To achieve that, I took our current approach:

  • While we train on the 6 wikis, we run a job that computes feature distributions for all 300+ wikis (I'm actually working on that for the HTML -- for the wikitext it was trivial because that was already on the cluster but HTML is not yet)
  • We take 99th-percentiles (so remove the top 1% of articles for a given feature) as our "expectation" for a given feature + wiki
  • Using that "expectation", we scale each feature so it's a number between 0 and 1 with 0 = no content and 1 = reached or exceeded the expectation for that wiki -- e.g., if expectation is 3 images for Arabic Wikipedia, then an article with n images is scaled so its image feature is min(n / 3, 1.0):
    • 0 -> 0 / 3 -> 0.00
    • 1 -> 1 / 3 -> 0.33
    • 2 -> 2 / 3 -> 0.67
    • 3+ -> 3 / 3 -> 1.00
  • I think this is closest to MaxAbsScaler in sklearn (after removing top-1% of values). In theory we could switch to something like this but I think there's a challenge that the scaling is language-specific but the prediction is language-agnostic so we'd either need to maintain separate scalers for each language edition or do some hack where we use a single scaler with language-specific coefficients but then I think our model goes from a dense language-agnostic 9 coefficients to a sparse 9 * 300+ languages and we force each language-specific coefficients to be the same. Any ideas?
  • There's also a caveat that I think we're going to switch to an ordinal logistic regression model which unfortunately sklearn doesn't support (but we could still use their preprocessing I think so we can ignore this aspect).

I see you've done a lot of great work on feature engineering and preprocessing so I don't mean to interfere with your work! My suggestion is a bit short sighted as I was looking at it from the perspective of deploying and updating a model. I was hoping to use a gradient boosting model and don't do any normalization (we'd still have to take care of extreme outliers). This way we wouldn't have to maintain a separate csv with the values used in preprocessing an we could still have interpretable features using feature importance attribute of these models.

But even if we did this an improvement of the model would most certainly have a more sophisticated preprocessing so we would be in the same situation.
After you have trained the model we can discuss about adding the min/max values as a model attribute instead of a csv as this is something that depends/changes on model training.

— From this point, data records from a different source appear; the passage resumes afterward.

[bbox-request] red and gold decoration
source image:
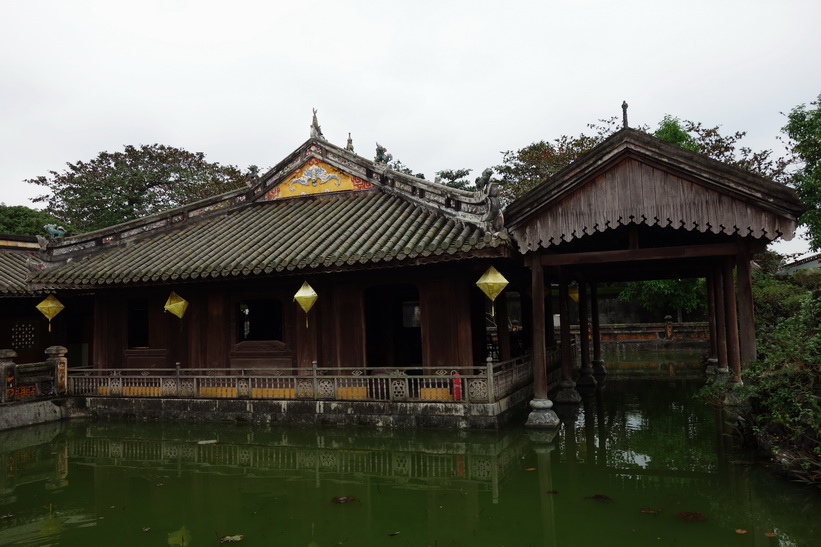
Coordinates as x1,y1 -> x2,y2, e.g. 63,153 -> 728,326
294,281 -> 319,328
476,266 -> 507,317
37,294 -> 65,332
262,158 -> 373,201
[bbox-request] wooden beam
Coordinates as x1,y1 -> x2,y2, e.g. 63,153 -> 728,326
542,243 -> 738,266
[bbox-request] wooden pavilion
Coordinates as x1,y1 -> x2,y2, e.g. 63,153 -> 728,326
505,128 -> 803,425
0,122 -> 802,427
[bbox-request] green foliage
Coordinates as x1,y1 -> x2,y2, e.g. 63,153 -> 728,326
619,279 -> 707,319
653,114 -> 699,152
495,134 -> 605,202
388,160 -> 425,179
0,203 -> 68,236
739,270 -> 821,484
26,144 -> 247,232
783,94 -> 821,251
436,169 -> 476,190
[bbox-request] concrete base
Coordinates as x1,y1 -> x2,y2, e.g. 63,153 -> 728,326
0,399 -> 66,431
525,399 -> 560,429
69,387 -> 532,429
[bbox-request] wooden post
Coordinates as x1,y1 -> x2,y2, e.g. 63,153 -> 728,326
577,281 -> 596,386
705,272 -> 718,366
722,256 -> 741,382
496,294 -> 510,361
528,254 -> 560,429
559,275 -> 573,380
713,263 -> 727,371
736,245 -> 757,365
590,281 -> 607,374
530,255 -> 547,399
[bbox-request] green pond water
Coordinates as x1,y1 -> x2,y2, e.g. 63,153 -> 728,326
0,366 -> 821,547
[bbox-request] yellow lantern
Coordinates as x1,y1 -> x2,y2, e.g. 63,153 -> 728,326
36,294 -> 65,332
163,291 -> 188,319
294,281 -> 319,328
476,266 -> 507,317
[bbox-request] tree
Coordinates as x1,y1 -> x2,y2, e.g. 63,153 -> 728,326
26,144 -> 247,232
619,279 -> 707,322
0,203 -> 68,236
783,93 -> 821,251
435,169 -> 476,190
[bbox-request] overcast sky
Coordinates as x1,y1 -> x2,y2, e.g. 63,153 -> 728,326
0,0 -> 821,256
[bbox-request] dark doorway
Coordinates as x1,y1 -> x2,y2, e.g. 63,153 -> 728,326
364,285 -> 422,368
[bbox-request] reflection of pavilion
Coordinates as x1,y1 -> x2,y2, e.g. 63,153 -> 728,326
68,426 -> 529,499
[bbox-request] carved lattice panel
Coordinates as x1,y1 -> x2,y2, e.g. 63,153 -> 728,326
468,380 -> 487,400
391,380 -> 408,399
180,378 -> 194,397
296,380 -> 314,399
11,322 -> 37,350
318,380 -> 336,399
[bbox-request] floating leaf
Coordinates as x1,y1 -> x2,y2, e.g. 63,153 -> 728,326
585,494 -> 613,501
331,496 -> 359,503
676,511 -> 707,522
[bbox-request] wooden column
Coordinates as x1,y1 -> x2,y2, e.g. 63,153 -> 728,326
590,281 -> 607,374
559,275 -> 573,381
713,264 -> 727,369
705,272 -> 718,364
721,256 -> 741,381
496,292 -> 510,361
736,245 -> 757,365
576,281 -> 596,385
530,255 -> 547,399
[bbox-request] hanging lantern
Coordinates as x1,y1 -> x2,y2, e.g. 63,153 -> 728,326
294,281 -> 319,328
476,266 -> 507,317
163,291 -> 188,319
37,294 -> 65,332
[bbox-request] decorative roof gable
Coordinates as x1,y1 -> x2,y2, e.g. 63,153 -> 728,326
505,129 -> 803,251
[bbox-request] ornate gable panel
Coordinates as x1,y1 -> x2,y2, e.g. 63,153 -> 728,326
512,159 -> 796,251
260,158 -> 373,201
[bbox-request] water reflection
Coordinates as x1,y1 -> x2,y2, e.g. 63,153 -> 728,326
0,377 -> 821,547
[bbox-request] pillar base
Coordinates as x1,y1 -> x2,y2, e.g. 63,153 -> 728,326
525,399 -> 560,429
576,366 -> 596,387
553,380 -> 582,404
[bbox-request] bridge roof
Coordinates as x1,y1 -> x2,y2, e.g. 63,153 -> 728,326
504,129 -> 804,252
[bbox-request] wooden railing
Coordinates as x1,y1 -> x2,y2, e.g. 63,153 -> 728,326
68,356 -> 533,403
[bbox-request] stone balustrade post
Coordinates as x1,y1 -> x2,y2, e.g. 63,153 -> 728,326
46,346 -> 68,395
0,349 -> 17,403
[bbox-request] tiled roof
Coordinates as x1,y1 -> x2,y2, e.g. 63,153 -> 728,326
0,251 -> 37,296
33,190 -> 508,288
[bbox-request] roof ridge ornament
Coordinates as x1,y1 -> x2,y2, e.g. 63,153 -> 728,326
373,143 -> 393,165
311,108 -> 325,141
620,101 -> 630,129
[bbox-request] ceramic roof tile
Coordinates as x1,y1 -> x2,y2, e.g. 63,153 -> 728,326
35,191 -> 507,287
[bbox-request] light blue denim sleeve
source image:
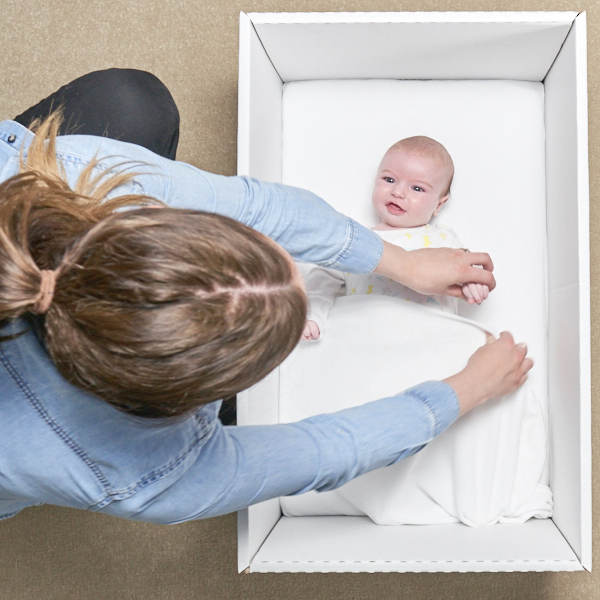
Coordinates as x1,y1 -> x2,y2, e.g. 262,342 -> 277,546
166,161 -> 383,273
104,381 -> 459,523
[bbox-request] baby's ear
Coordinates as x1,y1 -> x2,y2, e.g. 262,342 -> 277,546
433,194 -> 450,217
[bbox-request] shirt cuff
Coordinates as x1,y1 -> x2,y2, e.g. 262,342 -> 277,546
404,381 -> 460,437
328,218 -> 383,273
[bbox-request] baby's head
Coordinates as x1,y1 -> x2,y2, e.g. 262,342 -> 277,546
372,135 -> 454,229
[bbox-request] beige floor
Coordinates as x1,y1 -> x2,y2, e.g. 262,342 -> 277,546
0,0 -> 600,600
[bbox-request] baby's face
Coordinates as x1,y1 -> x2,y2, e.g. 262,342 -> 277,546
373,148 -> 450,229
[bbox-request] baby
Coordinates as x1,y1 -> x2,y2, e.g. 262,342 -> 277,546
298,135 -> 489,340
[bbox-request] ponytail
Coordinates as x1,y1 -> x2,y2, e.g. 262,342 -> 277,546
0,110 -> 307,417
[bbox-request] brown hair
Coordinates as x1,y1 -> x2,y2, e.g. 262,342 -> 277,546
0,108 -> 307,417
386,135 -> 454,196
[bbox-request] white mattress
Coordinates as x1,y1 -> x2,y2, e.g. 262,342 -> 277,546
279,80 -> 551,524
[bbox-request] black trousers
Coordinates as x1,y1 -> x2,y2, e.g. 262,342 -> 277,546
13,68 -> 236,425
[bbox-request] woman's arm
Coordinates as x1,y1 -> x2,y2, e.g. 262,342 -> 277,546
101,381 -> 459,523
167,162 -> 383,273
166,161 -> 496,298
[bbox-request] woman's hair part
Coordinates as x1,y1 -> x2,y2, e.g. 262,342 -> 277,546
0,110 -> 307,417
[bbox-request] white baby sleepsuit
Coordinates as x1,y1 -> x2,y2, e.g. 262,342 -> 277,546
298,224 -> 462,333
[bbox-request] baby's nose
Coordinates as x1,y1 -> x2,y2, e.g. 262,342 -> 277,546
392,185 -> 404,198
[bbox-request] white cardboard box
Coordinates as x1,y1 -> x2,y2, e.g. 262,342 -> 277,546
237,12 -> 592,572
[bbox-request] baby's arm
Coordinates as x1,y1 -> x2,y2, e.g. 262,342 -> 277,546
443,228 -> 490,308
296,262 -> 345,340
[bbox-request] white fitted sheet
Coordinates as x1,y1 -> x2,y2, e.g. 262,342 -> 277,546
279,80 -> 551,525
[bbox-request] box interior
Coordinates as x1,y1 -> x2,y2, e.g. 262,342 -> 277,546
238,13 -> 591,571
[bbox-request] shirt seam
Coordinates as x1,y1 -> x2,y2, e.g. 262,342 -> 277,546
321,218 -> 357,267
410,390 -> 439,438
0,349 -> 214,509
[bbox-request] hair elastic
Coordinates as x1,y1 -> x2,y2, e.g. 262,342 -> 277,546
33,269 -> 57,315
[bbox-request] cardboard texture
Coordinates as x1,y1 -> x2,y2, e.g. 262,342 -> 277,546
0,0 -> 600,600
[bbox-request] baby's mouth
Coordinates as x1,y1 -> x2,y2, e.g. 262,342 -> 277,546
385,202 -> 406,215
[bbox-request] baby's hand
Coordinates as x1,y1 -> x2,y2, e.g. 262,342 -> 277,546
462,283 -> 490,304
302,321 -> 321,340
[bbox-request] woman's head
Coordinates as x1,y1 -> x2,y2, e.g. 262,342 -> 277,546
0,108 -> 306,417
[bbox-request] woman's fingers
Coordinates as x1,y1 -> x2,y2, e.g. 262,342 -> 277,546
465,252 -> 494,271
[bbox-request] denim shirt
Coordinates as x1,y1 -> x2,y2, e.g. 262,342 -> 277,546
0,121 -> 459,523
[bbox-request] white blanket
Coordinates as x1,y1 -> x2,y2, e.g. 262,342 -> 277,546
279,295 -> 552,526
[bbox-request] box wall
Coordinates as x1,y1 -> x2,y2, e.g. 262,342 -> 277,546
255,12 -> 576,82
238,8 -> 591,571
545,15 -> 591,566
237,13 -> 282,572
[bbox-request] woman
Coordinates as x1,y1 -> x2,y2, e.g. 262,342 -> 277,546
0,69 -> 532,523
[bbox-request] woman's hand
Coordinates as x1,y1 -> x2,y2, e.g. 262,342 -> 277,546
375,241 -> 496,300
444,331 -> 533,417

I think this is closest to MaxAbsScaler in sklearn (after removing top-1% of values). In theory we could switch to something like this but I think there's a challenge that the scaling is language-specific but the prediction is language-agnostic so we'd either need to maintain separate scalers for each language edition or do some hack where we use a single scaler with language-specific coefficients but then I think our model goes from a dense language-agnostic 9 coefficients to a sparse 9 * 300+ languages and we force each language-specific coefficients to be the same. Any ideas?

I def wouldn't want to keep 9*300 coefficients! One idea could be to have some default values for these "expectations" for the unseen wikis (the ones not present in the training data) which could be either a mean/median from the data that we have from the 6 wikis, but then again this really depends on the quality of the predictions that we'd get from this.

Ok, for the V1 of the model, I have everything ready to go! Specifically:

At some point, maybe worthwhile to set up a meeting with you, me and @fkaelin who I've been chatting about this model with because he has worked on similar versions for the content gap metrics? That way we can figure out what a more sustainable approach might be here because I think your feedback is quite valid, just have to find a way to balance all the needs.

Thanks for the update Isaac!
By looking at the above code + model iiuc the following changes need to be introduced in Lift Wing:

  • switch from sklearn to of statsmodels ordinal regression
  • change output schema to match the one on the model card

Feature preprocessing remains the same and we are using the en labels for the classes for all languages.
I'm currently working on updating the service so let me know if any of the above is incorrect or there is any other piece I'm missing.

Another thing is that in order to get both the labels and the raw score we need to run model.predict twice as there is no way to do that natively in one go according to the docs to the docs. It isn't much of an issue as predictions are really fast, but I'm mentioning it as it would be something we could make optional (returning of the raw values) if we decide we need a faster service.

Change #1055177 had a related patch set uploaded (by Ilias Sarantopoulos; author: Ilias Sarantopoulos):

[machinelearning/liftwing/inference-services@main] (WIP) articlequality: update to ordinal regression from statsmodels

https://gerrit.wikimedia.org/r/1055177

@isarantopoulos your summary is accurate - thanks! We can adjust model card schema if it's non-standard and you want to adjust the keys / structure. In particular, as I think about it more based on your point around latency and double-running the model, I'd be open to a very simple default configuration where we just return the quality score (number between 0 and 1) as that's the "official" output of the model with the optional mode you mention that also returns the feature values and class label.

I'll have an update on this next week, since this week the team is doing a focus week on LLM work. I've already done some work in the patch seen above.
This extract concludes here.